Birds are skittish creatures and with good reason. I'm concerned that BooBoo may be honing his hunting skills after his recent lengthy, and hungry, solitary confinement. I don't want to bell the cat, but I will. He is more than sufficiently fed.

Haili and Maddy are always eager to feed the geese at Barnett Park, but even though the geese learn early and well that these strange creatures - somehow different, yet the same - bring bread nearly every day, they don't get too close and when you release the bread crumbs, they flinch even as they dart forward to claim the prize.

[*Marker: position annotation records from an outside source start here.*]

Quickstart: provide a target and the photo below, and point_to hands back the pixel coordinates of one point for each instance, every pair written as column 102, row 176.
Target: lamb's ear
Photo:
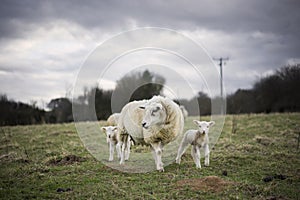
column 196, row 122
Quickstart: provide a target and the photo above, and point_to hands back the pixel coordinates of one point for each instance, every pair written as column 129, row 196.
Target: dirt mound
column 67, row 160
column 209, row 183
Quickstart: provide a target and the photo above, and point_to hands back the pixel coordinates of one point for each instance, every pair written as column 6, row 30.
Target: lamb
column 198, row 139
column 111, row 139
column 113, row 119
column 155, row 122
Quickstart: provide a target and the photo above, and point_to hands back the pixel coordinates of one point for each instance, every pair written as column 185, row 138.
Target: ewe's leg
column 206, row 153
column 181, row 150
column 196, row 155
column 158, row 153
column 118, row 148
column 128, row 148
column 122, row 146
column 111, row 151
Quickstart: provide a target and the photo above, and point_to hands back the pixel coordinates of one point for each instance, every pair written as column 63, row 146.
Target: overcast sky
column 43, row 44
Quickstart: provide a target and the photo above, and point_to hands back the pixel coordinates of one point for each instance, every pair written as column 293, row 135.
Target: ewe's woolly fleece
column 132, row 116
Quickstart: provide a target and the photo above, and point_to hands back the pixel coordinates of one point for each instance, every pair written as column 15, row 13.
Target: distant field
column 256, row 158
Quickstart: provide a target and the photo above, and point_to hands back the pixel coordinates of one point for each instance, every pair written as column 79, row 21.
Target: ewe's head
column 155, row 114
column 204, row 126
column 110, row 131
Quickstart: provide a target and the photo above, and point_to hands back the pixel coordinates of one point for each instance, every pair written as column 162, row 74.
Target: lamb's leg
column 182, row 148
column 157, row 147
column 128, row 148
column 111, row 151
column 206, row 153
column 122, row 147
column 118, row 148
column 196, row 155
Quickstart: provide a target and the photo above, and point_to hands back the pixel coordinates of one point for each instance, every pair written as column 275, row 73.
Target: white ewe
column 198, row 139
column 184, row 111
column 154, row 122
column 113, row 119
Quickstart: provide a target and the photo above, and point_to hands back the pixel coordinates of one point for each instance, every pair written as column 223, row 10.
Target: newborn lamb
column 198, row 139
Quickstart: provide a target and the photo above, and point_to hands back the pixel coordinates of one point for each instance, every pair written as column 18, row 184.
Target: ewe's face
column 110, row 131
column 204, row 126
column 155, row 114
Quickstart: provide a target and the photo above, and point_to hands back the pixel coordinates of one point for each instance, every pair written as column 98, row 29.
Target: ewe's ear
column 211, row 123
column 196, row 122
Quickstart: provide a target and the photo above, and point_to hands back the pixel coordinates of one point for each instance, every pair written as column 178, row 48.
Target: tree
column 61, row 110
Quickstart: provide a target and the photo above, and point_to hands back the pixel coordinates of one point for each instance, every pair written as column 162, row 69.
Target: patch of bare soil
column 209, row 183
column 67, row 160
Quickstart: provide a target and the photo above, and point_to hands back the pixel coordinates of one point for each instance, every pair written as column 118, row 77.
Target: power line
column 221, row 61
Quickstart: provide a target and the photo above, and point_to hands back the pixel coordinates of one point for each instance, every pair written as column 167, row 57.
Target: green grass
column 261, row 145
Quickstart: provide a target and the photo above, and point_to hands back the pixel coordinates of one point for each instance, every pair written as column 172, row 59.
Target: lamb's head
column 155, row 115
column 110, row 131
column 204, row 126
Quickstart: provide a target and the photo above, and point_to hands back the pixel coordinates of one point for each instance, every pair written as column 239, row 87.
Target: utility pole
column 221, row 61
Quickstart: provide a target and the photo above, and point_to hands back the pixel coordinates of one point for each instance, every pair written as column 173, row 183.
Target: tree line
column 278, row 92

How like those birds Israel was, those many millennia ago, when manna came from heaven, and God spoke from the mountain top. Skitter out to get the manna, but not too close to the pillar of smoke, or to the flames that illuminated the nomads as they traveled. The entire concept of God was one of fear and awe and utter dependence, also an altogether frightening concept for many.

Yet Moses approached God without fear, traveling up the mountainside, though he was far from young anymore, to learn from God and to bring the Word of the Lord to the People of the Lord.

And the Word was good. God is. God lives. God loves. And God alone is good. The whole of human history, some 6,000 plus years, prove it out.

But we remained like those birds. Fear, not faith, defined us, and we've only a few stories about those whose faith overcame fear, to even know that such a thing is possible.

And so, in the fullness of time, the Word became flesh and dwelt among us, offering himself - his life, his blood, his sacrifice - to bring us to the place where faith replaces fear and we begin to truly live.

He didn't remain high on a mountaintop, he didn't thunder from on high. He lived in the very midst of us, touching and teaching each one, from the greatest to the least. Though gentle in spirit, he spoke as one with authority, using our own language, having learned it in his infancy. And he became part of our story, even as he changed the storyline, forever.

His story; your story; our story; is still being told. He is still touching and teaching, as one with authority. Search him out. Scan the fields, test each teaching, find the treasure that can be found while it may yet be found. And when you've found your place in his story, then you, like Frances J. Crosby, will also have a story to tell.

"Tell me the story of Jesus,

Write on my heart every word;

Tell me the story most precious,

Sweetest that ever was heard."

Our stories may be harrowing, the journey fraught with peril, yet, this is not a place for fear. God is willing that each one of us draw close to him, before the author and finisher of our faith says "It is done." (Revelation 21:6)

"The Spirit and the bride say, 'Come!' And let him who hears say, 'Come!' Whoever is thirsty, let him come; and whoever wishes, let him take the free gift of the water of life." Revelation 22:17 (NIV)

I don't have all the answers, but I know the One who does. Let's walk together for awhile and discover Him together.